While one welcomes the plan to hire more doctors, nurses and other health professionals to ease pressure on Victoria’s hospital system, two pertinent questions come immediately to mind: Why did the government make this announcement in October 2021, instead of March 2020, and what sort of clown country locks out its own healthcare workers during a pandemic?
On Tuesday Health Minister Martin Foley said the workers would be given every assistance to relocate so they could begin work as soon as possible.
“This group will largely be made up of returning Australians who have wanted to come back to our healthcare workforce,” he said.
Why didn’t both the state and federal government move heaven and earth to facilitate the immediate return of these crucial workers stranded overseas at the start of the Covid-19 crisis?
It defies belief that more than five million people in Greater Melbourne remain under a strict lockdown to supposedly protect our hospital from being overrun when we have hundreds of willing and able health professionals wanting to return to their home country.
Of course the state government has made other pledges to boost the health system during the pandemic – most notably the announcement of 4000 new ICU beds and the staff needed to operate them – but sadly the collective amnesia that struck premier Andrews and his senior ministers at the Coate hotel quarantine inquiry took hold and Victoria never got the boost in ICU capacity that was promised in April 2020.

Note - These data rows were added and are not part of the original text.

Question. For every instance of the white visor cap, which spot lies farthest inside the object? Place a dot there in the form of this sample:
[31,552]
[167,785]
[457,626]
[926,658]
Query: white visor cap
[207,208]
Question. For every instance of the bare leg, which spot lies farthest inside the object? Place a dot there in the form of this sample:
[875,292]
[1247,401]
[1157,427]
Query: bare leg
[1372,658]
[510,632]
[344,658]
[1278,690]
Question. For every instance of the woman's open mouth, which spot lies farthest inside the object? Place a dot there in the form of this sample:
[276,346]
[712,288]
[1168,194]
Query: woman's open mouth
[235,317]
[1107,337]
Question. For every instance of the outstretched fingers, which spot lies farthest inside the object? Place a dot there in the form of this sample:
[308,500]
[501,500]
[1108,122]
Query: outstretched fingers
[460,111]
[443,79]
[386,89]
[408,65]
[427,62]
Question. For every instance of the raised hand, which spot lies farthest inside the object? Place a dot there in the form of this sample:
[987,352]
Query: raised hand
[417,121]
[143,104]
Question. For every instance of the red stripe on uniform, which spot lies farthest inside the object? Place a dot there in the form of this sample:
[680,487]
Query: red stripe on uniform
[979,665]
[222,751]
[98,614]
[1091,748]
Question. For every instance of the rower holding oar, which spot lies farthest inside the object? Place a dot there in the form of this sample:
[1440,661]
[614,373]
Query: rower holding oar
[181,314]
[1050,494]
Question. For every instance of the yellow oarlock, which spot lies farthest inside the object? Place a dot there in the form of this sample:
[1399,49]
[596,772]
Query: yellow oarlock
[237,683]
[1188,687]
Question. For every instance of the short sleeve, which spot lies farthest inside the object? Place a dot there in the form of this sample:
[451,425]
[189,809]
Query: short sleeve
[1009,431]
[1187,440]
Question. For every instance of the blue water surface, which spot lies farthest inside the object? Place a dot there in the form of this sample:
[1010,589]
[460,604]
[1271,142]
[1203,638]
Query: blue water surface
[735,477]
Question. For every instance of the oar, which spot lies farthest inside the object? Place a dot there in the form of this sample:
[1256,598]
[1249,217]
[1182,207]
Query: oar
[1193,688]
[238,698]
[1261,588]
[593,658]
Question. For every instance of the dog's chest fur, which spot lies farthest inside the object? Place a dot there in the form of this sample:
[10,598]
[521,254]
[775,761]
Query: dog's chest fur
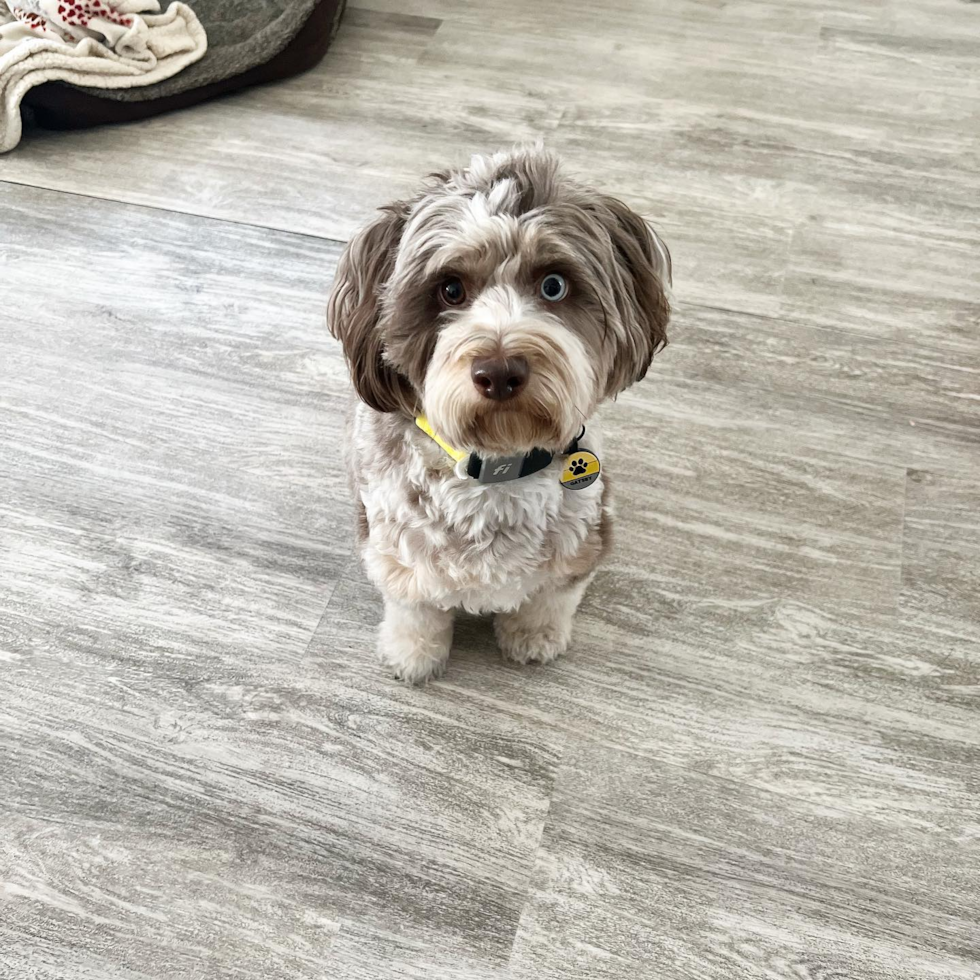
[430,536]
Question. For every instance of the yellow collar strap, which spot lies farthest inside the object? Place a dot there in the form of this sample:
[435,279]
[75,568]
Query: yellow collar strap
[423,423]
[498,469]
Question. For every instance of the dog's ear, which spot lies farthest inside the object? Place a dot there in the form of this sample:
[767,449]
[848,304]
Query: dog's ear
[644,269]
[354,312]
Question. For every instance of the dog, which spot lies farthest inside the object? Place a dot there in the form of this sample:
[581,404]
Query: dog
[483,322]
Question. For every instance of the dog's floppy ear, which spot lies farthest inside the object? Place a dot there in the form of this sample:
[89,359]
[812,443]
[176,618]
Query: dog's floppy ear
[354,312]
[645,274]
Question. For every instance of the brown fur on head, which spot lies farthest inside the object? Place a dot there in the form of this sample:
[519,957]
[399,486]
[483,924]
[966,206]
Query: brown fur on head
[499,228]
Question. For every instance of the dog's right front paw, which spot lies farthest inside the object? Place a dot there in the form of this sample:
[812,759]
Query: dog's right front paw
[412,657]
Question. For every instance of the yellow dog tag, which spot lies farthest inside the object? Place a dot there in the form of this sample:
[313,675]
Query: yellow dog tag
[581,470]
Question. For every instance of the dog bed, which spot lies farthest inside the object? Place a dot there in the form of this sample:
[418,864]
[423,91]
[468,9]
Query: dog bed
[249,42]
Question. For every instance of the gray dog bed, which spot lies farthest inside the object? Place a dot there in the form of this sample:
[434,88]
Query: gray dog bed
[249,42]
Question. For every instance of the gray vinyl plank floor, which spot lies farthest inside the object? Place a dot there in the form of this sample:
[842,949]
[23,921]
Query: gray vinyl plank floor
[761,757]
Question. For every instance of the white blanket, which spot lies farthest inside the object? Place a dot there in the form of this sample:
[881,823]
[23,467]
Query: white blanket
[98,43]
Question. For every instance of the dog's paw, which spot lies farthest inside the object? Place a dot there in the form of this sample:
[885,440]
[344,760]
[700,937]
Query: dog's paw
[526,637]
[412,658]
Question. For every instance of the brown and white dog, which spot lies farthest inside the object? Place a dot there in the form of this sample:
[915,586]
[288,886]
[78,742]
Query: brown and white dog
[483,321]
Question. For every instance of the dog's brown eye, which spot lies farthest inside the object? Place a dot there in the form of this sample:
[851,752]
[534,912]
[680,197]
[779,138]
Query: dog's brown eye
[452,292]
[554,287]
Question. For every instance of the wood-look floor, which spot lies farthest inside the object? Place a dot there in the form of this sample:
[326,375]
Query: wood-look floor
[761,759]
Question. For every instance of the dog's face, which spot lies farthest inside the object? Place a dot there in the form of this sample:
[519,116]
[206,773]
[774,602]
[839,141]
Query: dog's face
[505,302]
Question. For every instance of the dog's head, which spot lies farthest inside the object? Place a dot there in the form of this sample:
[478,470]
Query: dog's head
[505,302]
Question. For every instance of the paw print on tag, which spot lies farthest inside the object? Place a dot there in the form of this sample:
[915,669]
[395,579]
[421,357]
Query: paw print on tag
[581,470]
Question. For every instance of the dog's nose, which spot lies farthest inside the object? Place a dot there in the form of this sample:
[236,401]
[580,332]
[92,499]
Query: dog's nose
[499,378]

Indeed, despite being present at the press conference where the announcement was made and his own office issuing a statement confirming “a massive $1.3bn injection to quickly establish an extra 4000 ICU beds”, the Premier now treats question about the missing beds as some wild conspiracy theory.
To borrow a great quote the Premier may succeed in fooling some of the people all of the time, and all of the people some of the time, but he cannot fool all of the people all of the time.
Unlike members of his crisis cabinet, Victorians are not afflicted with collective amnesia.